Archery helps Cromwell-Wright students build life skills
The gym at Cromwell-Wright High School was eerily quiet Saturday, March 23, despite the dozens of kids roaming around and even more parents and spectators watching.
The National Archery in the Schools Program (NASP) Region 2 tournament in Cromwell isn't your average sporting event. The loudest noises during the competition were the constant "twang, thump" from archers releasing their arrows and then finding their targets.
Occasionally, the rhythm was broken by a clang of an arrow that missed the 3D targets in the makeshift range set up on the Cardinal basketball court.
After each end — a two-minute period where archers must fire five arrows at a target — Cards coach Kyle Ridlon blows a whistle and each shooter and their partner go inspect where their arrows ended up.
NASP was begun in late 2001 as a joint project of the Kentucky Department of Fish and Wildlife and Education in an attempt to improve student motivation, attention, behavior attendance and focus for students in grades 4-12, according to the organization's website. The sport has grown since then to include more than 2.3 million participants in 2016.
During the Minnesota State Tournament this weekend at the Duluth Entertainment Convention Center, approximately 2,500 archers will shoot in 3D and bullseye competitions.
In 3D competitions, participants compete in six ends shooting at full-sized animal targets like turkeys, bears, deer and sheep at distances of 10-15 meters. Bullseye competitions ask archers to shoot three ends at a target 10 meters away and another three at 15 meters.
Ridlon said he sees students developing skills through archery that help them deal with challenges at school and in life.
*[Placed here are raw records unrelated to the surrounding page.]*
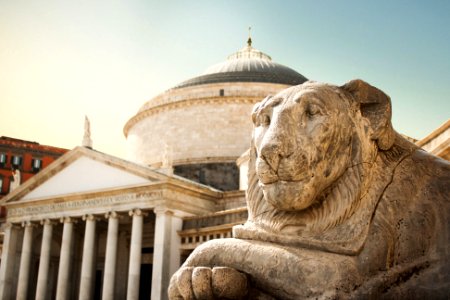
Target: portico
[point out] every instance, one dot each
(95, 226)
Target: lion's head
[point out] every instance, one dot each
(313, 149)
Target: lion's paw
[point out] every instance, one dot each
(206, 283)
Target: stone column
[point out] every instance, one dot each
(166, 251)
(110, 256)
(7, 273)
(64, 269)
(134, 271)
(44, 263)
(25, 260)
(88, 260)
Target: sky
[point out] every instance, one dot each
(61, 60)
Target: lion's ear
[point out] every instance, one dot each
(376, 107)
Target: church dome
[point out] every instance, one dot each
(247, 65)
(203, 125)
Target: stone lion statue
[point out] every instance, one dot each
(340, 207)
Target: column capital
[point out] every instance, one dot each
(137, 212)
(112, 214)
(159, 210)
(28, 224)
(9, 225)
(68, 220)
(47, 222)
(89, 217)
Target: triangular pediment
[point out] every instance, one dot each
(83, 170)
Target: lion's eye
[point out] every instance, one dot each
(313, 110)
(263, 120)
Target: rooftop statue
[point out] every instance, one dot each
(16, 179)
(340, 207)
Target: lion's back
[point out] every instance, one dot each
(411, 226)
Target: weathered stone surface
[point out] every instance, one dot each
(340, 205)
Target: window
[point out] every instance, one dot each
(16, 161)
(3, 159)
(36, 164)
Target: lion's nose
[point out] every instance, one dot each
(273, 152)
(270, 153)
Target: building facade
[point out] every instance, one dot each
(26, 156)
(93, 226)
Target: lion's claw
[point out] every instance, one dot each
(206, 283)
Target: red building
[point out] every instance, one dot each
(28, 157)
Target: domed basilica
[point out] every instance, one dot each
(91, 225)
(204, 123)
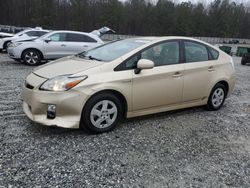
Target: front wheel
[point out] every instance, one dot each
(101, 113)
(31, 57)
(217, 97)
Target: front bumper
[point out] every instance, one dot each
(69, 105)
(13, 53)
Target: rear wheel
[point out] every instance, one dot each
(32, 57)
(217, 97)
(5, 45)
(101, 113)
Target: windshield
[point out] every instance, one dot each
(113, 50)
(21, 32)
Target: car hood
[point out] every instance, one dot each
(24, 39)
(67, 65)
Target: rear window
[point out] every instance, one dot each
(113, 50)
(74, 37)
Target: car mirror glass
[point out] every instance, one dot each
(47, 40)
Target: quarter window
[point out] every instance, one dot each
(195, 52)
(166, 53)
(215, 53)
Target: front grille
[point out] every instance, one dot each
(29, 86)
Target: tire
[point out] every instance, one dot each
(96, 118)
(32, 57)
(217, 97)
(243, 63)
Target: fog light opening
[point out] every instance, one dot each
(51, 111)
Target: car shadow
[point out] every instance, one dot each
(54, 130)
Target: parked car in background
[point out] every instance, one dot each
(53, 45)
(4, 35)
(245, 58)
(128, 78)
(23, 35)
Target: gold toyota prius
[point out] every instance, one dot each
(128, 78)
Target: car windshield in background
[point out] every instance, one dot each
(111, 51)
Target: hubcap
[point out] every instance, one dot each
(31, 58)
(218, 97)
(103, 114)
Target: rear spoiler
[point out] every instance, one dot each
(104, 30)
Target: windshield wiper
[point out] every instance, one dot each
(93, 58)
(81, 55)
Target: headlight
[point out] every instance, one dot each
(13, 45)
(61, 83)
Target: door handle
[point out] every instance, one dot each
(211, 69)
(177, 75)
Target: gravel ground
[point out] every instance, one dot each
(185, 148)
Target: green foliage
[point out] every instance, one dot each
(222, 18)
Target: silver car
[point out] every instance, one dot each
(53, 45)
(23, 35)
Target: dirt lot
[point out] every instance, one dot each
(186, 148)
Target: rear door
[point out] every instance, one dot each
(198, 71)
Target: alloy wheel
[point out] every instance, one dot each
(31, 58)
(103, 114)
(218, 97)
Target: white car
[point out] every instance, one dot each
(4, 35)
(23, 35)
(53, 45)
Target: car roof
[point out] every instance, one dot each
(162, 38)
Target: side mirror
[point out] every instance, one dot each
(144, 64)
(47, 40)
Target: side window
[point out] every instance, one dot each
(195, 52)
(215, 53)
(166, 53)
(58, 37)
(74, 37)
(31, 33)
(41, 33)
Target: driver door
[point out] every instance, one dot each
(162, 85)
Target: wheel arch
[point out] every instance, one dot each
(223, 82)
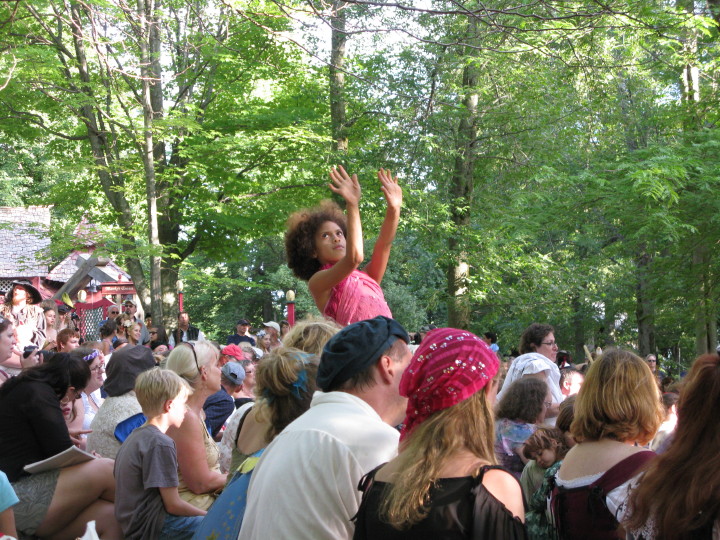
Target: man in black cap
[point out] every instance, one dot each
(347, 432)
(242, 333)
(131, 309)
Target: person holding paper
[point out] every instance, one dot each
(55, 503)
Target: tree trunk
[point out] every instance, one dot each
(705, 305)
(111, 180)
(152, 108)
(461, 193)
(578, 328)
(645, 309)
(338, 118)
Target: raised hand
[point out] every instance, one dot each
(344, 185)
(390, 188)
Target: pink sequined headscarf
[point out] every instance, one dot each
(449, 366)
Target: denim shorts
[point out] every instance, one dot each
(35, 493)
(180, 527)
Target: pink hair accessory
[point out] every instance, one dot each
(449, 366)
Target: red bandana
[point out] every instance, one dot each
(449, 366)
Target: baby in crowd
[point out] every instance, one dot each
(148, 504)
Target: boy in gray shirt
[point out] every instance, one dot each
(147, 503)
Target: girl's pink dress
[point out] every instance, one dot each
(356, 298)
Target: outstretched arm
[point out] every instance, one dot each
(381, 253)
(322, 282)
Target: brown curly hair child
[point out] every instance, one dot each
(325, 248)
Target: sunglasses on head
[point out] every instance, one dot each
(192, 347)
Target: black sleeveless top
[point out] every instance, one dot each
(452, 502)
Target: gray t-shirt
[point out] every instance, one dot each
(146, 461)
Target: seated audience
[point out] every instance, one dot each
(200, 479)
(7, 345)
(286, 384)
(148, 503)
(677, 496)
(617, 412)
(128, 362)
(521, 409)
(56, 503)
(570, 381)
(538, 352)
(667, 428)
(547, 448)
(108, 335)
(242, 334)
(67, 340)
(84, 409)
(8, 499)
(219, 406)
(349, 425)
(445, 482)
(158, 339)
(309, 335)
(134, 333)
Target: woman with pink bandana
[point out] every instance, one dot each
(445, 482)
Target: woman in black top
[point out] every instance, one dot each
(444, 483)
(59, 502)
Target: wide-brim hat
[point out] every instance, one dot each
(34, 293)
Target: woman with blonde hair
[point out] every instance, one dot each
(309, 335)
(134, 333)
(679, 494)
(445, 482)
(285, 386)
(200, 479)
(617, 412)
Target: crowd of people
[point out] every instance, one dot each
(344, 427)
(355, 432)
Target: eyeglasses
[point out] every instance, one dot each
(77, 395)
(192, 347)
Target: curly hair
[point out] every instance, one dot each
(467, 425)
(523, 401)
(311, 334)
(300, 236)
(679, 491)
(619, 400)
(532, 337)
(543, 439)
(285, 386)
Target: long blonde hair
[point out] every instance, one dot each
(188, 357)
(311, 334)
(468, 425)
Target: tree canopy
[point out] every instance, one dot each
(558, 158)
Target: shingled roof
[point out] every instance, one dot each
(24, 241)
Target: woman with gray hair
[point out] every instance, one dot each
(200, 479)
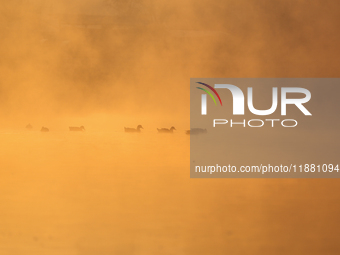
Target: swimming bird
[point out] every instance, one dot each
(44, 129)
(81, 128)
(166, 130)
(133, 130)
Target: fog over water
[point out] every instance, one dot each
(107, 65)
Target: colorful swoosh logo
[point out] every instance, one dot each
(212, 89)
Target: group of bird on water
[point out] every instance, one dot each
(132, 130)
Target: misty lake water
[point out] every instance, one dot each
(116, 193)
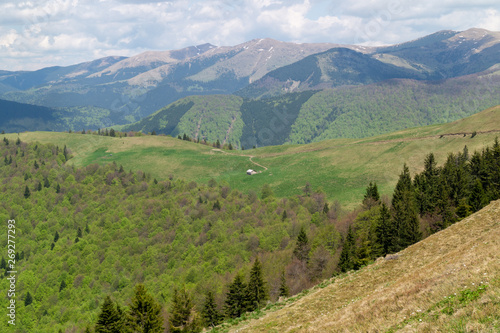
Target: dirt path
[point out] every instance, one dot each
(249, 156)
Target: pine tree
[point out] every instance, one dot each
(477, 198)
(183, 317)
(386, 234)
(283, 291)
(235, 302)
(216, 205)
(210, 314)
(28, 300)
(405, 212)
(256, 290)
(347, 256)
(144, 313)
(110, 319)
(302, 247)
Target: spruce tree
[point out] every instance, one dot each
(183, 317)
(302, 247)
(144, 314)
(110, 319)
(256, 290)
(3, 264)
(211, 316)
(235, 302)
(348, 254)
(386, 234)
(404, 212)
(27, 192)
(283, 291)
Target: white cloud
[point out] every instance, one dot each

"It helps them to focus on what they are doing day-to-day," Ridlon said. "The skills you use to shoot an arrow are skills you'd use every day, from mental focus to physical coordination to the ability to develop internal self-discipline to deal with high stress situations.
Tucker Korpi, a sixth grader at Cromwell-Wright, enjoys the competition and the feeling he gets during each end of the competition.
"When you draw the bow back your heart starts beating faster and once you release, it starts to slow back down," he said. "When you release, you're just waiting to see where the arrow lands — then you go through it all four more times."
Tucker is in his second year of competition, but his older brother Bertie, an 11th-grader, has been competing several more years and finished first in the high school boys division. Tucker finished eighth in the middle school boys division.
Ninth-grader Skylar Yenna, who finished ninth in the high school girls competition, said she has enjoyed improving over the years, but what she enjoys is how archery serves as a stress reliever.
"When you draw it back, it's like you're about to punch someone," she said. "But when you release, all that anger goes away."